While each of your kids will have his or her own way of dealing with the situation, it’s important to remember that most children fare best when they understand that their parents both still love them. They should also feel free to still show their love for both parents without either one getting upset.
Several ways children process emotions
It’s not uncommon for a child to become a bit more reclusive than usual or grow quiet when it comes to telling how he or she feels about life changes involving divorce. Other children might do the exact opposite and become aggressive in their behavior or show signs of anger toward their siblings or parents.
Some children are able to discuss their feelings in a calm, mature manner. By building a strong support network, you can help your kids cope, no matter what their initial reaction to the news of your pending divorce happens to be.

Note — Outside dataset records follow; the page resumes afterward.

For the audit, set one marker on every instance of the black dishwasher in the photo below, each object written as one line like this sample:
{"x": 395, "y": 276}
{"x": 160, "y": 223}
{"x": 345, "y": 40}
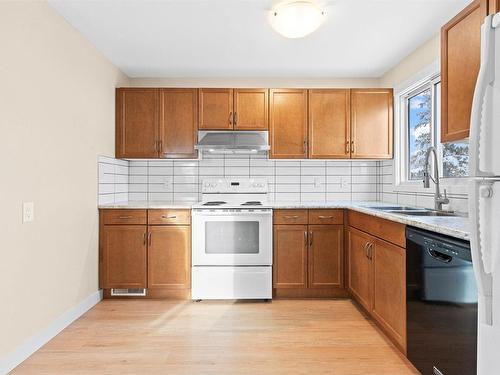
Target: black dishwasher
{"x": 441, "y": 301}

Parental conflict affects kids’ ability to cope
If your children witness you and your ex working together as a team to create a co-parenting arrangement that keeps their best interests in mind, chances are good that they will be able to successfully adapt to their new lifestyles. On the other hand, if your relationship with your ex is contentious, it can have a direct negative impact on your children’s ability to cope with your divorce.
There have been tests done that have shown that stress hormone levels skyrocket in children who are exposed to parental conflict, particularly in connection with a divorce. It’s not uncommon for parents to disagree about certain issues regarding their children, even for married couples. What matters most is how co-parents act when attempting to resolve such issues.
No need to go it alone
It’s understandable that you might not want to share details of your personal life, especially regarding divorce, with a lot of other people. However, it’s often helpful for families, particularly children, when others are on hand to provide encouragement, advice and support as they learn to adjust to a post-divorce family life.
Extended family members, licensed counselors, ministers, school faculty, close friends and legal advocates can all have key roles in helping you rise above any challenges or obstacles that arise as you and your children lay the groundwork for your new lifestyle.